Architect: Edward Salomons
Demolished or lost: 1857/8
I had an email this week about an event in Old Trafford that is largely forgotten. This was the Manchester Art Treasures Exhibition of 1857. The remains the largest temporary exhibition of artworks ever gathered.
The location is now crossed by Talbot Road in Old Trafford, and was bordered by the Botanical Gardens to the north. White City Retail park occupies the area of the Botanical Gardens. Manchester cricket club, now Lancashire had to move a couple of hundred metres or so down the road to accommodate the Art Treasures Exhibition.
The Art Treasures Palace covered an area of two football fields and had its own railway sidings, landscaping and catering arms. The building had the appearance of three large decorated arches. The central and largest arch allowed access to the Grand Central Hall, which was over 700ft long terminating in a stage for a 60 piece orchestra. Behind the orchestra sat a concert hall organ.
As prominent art historian and visitor, the German, Gustav Friedrich Waagen, wrote: ‘I have never seen a building containing such collected works of art so advantageously lighted as this, while the rooms are airy, and of felicitous proportions.’

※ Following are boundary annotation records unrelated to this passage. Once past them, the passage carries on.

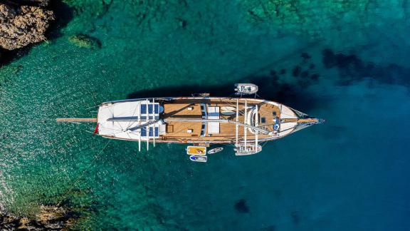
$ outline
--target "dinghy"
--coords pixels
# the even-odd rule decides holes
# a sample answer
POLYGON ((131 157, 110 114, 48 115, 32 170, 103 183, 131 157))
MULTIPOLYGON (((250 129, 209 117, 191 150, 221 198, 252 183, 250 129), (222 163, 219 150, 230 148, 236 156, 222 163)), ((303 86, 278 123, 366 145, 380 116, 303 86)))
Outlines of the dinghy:
POLYGON ((189 156, 189 160, 195 162, 206 162, 208 157, 206 155, 192 155, 189 156))
POLYGON ((236 95, 251 95, 258 92, 258 86, 253 83, 236 83, 236 95))
POLYGON ((220 151, 223 150, 224 148, 212 148, 208 151, 208 154, 214 154, 216 153, 219 153, 220 151))
POLYGON ((246 145, 240 145, 233 149, 235 155, 248 155, 256 154, 262 150, 262 146, 248 143, 246 145))

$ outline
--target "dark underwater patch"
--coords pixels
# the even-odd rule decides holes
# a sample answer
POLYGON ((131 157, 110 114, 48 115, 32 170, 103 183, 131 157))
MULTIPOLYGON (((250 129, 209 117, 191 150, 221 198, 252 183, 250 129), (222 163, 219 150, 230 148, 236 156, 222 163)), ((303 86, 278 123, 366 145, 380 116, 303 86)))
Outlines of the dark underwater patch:
POLYGON ((398 84, 409 87, 410 69, 395 63, 380 66, 365 62, 355 55, 335 53, 330 49, 322 52, 322 63, 326 68, 337 68, 339 72, 339 85, 351 85, 352 83, 370 78, 381 83, 398 84))
POLYGON ((293 211, 290 213, 290 217, 292 217, 292 222, 295 225, 299 225, 300 222, 300 216, 298 211, 293 211))
POLYGON ((296 66, 293 68, 293 69, 292 69, 292 76, 293 77, 298 77, 299 76, 299 75, 300 75, 301 72, 302 72, 302 68, 300 68, 300 66, 296 66))
POLYGON ((261 231, 275 231, 276 230, 276 226, 269 225, 261 229, 261 231))
POLYGON ((249 207, 246 204, 245 199, 241 199, 235 203, 235 210, 238 212, 248 213, 250 212, 249 207))

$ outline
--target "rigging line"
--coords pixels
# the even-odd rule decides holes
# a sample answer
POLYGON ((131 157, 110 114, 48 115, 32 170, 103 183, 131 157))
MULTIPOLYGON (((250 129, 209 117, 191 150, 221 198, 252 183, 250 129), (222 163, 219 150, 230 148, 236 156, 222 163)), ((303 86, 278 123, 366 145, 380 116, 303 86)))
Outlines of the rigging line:
MULTIPOLYGON (((134 115, 135 115, 135 111, 137 111, 137 108, 138 107, 141 107, 141 103, 138 101, 137 101, 137 106, 135 106, 135 108, 134 108, 134 112, 132 113, 132 115, 131 117, 134 117, 134 115)), ((147 107, 147 110, 148 110, 148 106, 147 107)), ((141 111, 140 111, 140 118, 141 117, 141 111)), ((130 121, 128 123, 128 125, 127 125, 127 130, 130 129, 130 127, 131 126, 131 122, 132 121, 130 121)), ((135 121, 132 122, 132 125, 134 124, 134 123, 135 123, 135 121)))
POLYGON ((60 206, 60 204, 61 204, 61 202, 64 200, 65 197, 69 193, 71 192, 71 191, 73 190, 73 189, 75 186, 75 184, 78 183, 78 181, 80 181, 80 179, 84 176, 84 175, 85 174, 85 172, 87 172, 88 169, 90 167, 91 167, 91 165, 93 165, 94 164, 94 163, 95 162, 95 160, 97 160, 97 159, 98 159, 98 158, 100 158, 100 155, 101 155, 101 153, 102 153, 102 151, 104 150, 104 149, 105 149, 105 148, 107 148, 107 146, 108 145, 108 144, 110 143, 110 141, 111 141, 111 140, 109 140, 108 142, 107 142, 107 143, 104 146, 104 148, 102 148, 102 149, 101 149, 101 150, 100 150, 100 152, 94 157, 94 158, 93 158, 93 160, 91 160, 91 162, 90 163, 88 166, 87 166, 87 168, 83 171, 81 175, 78 178, 77 178, 75 181, 74 181, 74 183, 71 185, 71 187, 68 189, 68 191, 67 191, 67 192, 65 192, 65 194, 64 194, 64 195, 63 196, 63 199, 61 199, 61 200, 60 200, 60 202, 58 203, 57 203, 57 207, 60 206))
POLYGON ((88 109, 94 108, 96 108, 96 107, 99 107, 99 106, 100 106, 100 104, 98 104, 98 105, 93 106, 92 106, 92 107, 90 107, 90 108, 85 108, 85 109, 84 109, 84 110, 88 110, 88 109))
MULTIPOLYGON (((111 107, 107 107, 108 111, 110 111, 110 112, 111 113, 111 115, 112 115, 112 116, 114 117, 114 113, 112 112, 112 111, 111 111, 111 107)), ((122 126, 121 125, 120 123, 117 123, 118 124, 118 125, 120 125, 120 128, 118 130, 120 130, 122 131, 124 131, 124 128, 122 128, 122 126)), ((115 123, 113 123, 112 125, 115 125, 115 123)), ((118 128, 117 125, 115 125, 115 127, 118 128)))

Oddly, while visitors weren’t allowed to make notes or sketches, they were allowed to touch the paintings. Modern curators would curl up in a ball at the latter these days. Mills closed and people were brought by train to the exhibition from all across the country, some commentators sourly noting how some of the workers scarcely left the refreshment tents.

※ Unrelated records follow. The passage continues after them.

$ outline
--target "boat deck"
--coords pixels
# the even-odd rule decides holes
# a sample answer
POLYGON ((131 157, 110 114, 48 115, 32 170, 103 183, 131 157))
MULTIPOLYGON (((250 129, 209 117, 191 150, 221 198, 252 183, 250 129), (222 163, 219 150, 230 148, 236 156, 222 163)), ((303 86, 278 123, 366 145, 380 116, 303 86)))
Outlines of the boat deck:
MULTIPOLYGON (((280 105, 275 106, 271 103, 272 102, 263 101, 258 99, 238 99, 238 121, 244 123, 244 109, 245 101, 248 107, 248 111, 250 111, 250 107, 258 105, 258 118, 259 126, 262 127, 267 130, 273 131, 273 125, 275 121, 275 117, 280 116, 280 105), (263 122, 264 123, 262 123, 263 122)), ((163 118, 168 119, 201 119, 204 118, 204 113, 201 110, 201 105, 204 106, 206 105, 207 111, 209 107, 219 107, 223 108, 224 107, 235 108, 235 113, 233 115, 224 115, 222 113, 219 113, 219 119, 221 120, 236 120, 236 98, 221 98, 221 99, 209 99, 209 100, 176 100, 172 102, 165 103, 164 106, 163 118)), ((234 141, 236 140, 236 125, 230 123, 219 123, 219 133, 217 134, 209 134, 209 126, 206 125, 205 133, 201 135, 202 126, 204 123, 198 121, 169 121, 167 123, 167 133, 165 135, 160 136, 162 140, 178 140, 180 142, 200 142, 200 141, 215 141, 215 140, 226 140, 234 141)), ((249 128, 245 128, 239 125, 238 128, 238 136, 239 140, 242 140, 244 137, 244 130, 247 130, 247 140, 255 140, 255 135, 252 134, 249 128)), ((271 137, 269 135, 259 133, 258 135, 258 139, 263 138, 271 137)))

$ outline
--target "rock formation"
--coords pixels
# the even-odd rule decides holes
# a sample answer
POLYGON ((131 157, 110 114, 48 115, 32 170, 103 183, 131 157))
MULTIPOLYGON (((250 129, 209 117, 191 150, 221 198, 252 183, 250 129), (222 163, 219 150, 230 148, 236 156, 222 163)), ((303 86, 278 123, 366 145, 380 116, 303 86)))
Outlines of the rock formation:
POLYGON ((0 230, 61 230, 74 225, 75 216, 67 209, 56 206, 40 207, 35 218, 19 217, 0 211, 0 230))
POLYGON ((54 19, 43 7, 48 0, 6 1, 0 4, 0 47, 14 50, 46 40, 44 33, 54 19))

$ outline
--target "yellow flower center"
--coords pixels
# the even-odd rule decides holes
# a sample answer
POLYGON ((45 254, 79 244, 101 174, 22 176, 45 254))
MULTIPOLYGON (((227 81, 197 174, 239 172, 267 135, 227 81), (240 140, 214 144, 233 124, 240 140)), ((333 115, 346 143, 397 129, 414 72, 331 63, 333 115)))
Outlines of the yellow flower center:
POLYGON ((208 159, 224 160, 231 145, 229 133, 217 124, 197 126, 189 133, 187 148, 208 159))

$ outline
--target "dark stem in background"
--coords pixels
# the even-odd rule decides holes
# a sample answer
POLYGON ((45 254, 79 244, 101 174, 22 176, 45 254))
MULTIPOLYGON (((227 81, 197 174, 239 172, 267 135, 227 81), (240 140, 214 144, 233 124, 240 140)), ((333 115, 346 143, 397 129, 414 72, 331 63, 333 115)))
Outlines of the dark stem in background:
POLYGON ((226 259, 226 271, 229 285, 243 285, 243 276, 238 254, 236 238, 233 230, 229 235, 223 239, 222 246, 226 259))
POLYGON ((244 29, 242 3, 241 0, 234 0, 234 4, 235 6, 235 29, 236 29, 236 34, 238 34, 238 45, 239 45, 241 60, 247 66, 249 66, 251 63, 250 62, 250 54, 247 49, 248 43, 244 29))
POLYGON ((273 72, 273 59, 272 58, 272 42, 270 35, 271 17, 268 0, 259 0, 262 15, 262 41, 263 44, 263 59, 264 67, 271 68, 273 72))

The delivery of the Manchester Art Treasures Exhibition from conception, through construction, to demolition was jaw-dropping. This was Victorian energy condensed and delivered in its purest form.
Following on from the success of the Great Exhibition in London in 1851, and subsequent exhibitions in Dublin and Paris, all focusing largely on industry and science, Mancunians proposed an Art Treasures Exhibition. The idea was dreamt up in February 1856, money raised in March, royal approval granted in May, building at Old Trafford began in late summer and by February 1857 the building was completed. 16,000 artworks were in place by May 1857 and the exhibition opened.
During the next 142 days 1.3m people visited, including Queen Victoria and Prince Albert, the King of Belgium, the Queen of the Netherlands, Louis Napoleon, Benjamin Disraeli, William Gladstone, Lord Palmerston, Charles Dickens, Alfred Lord Tennyson, Florence Nightingale, Elizabeth Gaskell, John Ruskin, Karl Marx, Friedrich Engels and Nathaniel Hawthorne.
An unfinished Michelangelo painting (shown above) was christened The Manchester Madonna after its first public display during the exhibition. It now resides at the National Gallery and depicts Madonna, Jesus, St John and angels.
For the first time photography was given prominence including a controversial tableaux piece by Oscar Gustav Rejlander called The Two Ways of Life (shown below). This depicted a pair of young men being offered advice from a patriarchal figure. On one side lie sinful pleasures including lots of topless women and on the other side are virtuous pleasures including reading a good book. It was scandalous at the time but when Queen Victoria bought a copy for Prince Albert the indecency tag faded.
By September the show was over. Within months nothing was left, the vast building had been demolished and dismantled, its 650 tons of cast iron, 600 tons of wrought iron, 65,000 square feet of glass and 1.5 million bricks recycled. The organisers and sponsors of the exhibition, all from Manchester postal addresses, made a small profit of £304 which was used for charitable purposes.
The London-based Art Journal praised the exhibition but couldn’t help a snobby dig at the city which had delivered the huge event. It wrote: ‘That Manchester should propose such an exhibition was surprising enough; but how much greater was the marvel that such an exhibition as was actually formed, should have established itself at Manchester!’
Fortunately another metropolitan magazine the Athenaeum was more accurate. ‘Before we can become creators we must educate a race of appreciators who will admire and buy. Nineteenth-century Art has broken from the patron’s drawing room, and appeals to the crowd. The Manchester Exhibition is a vast epitome of Art, ancient and modern – the best of its kind ever attempted.’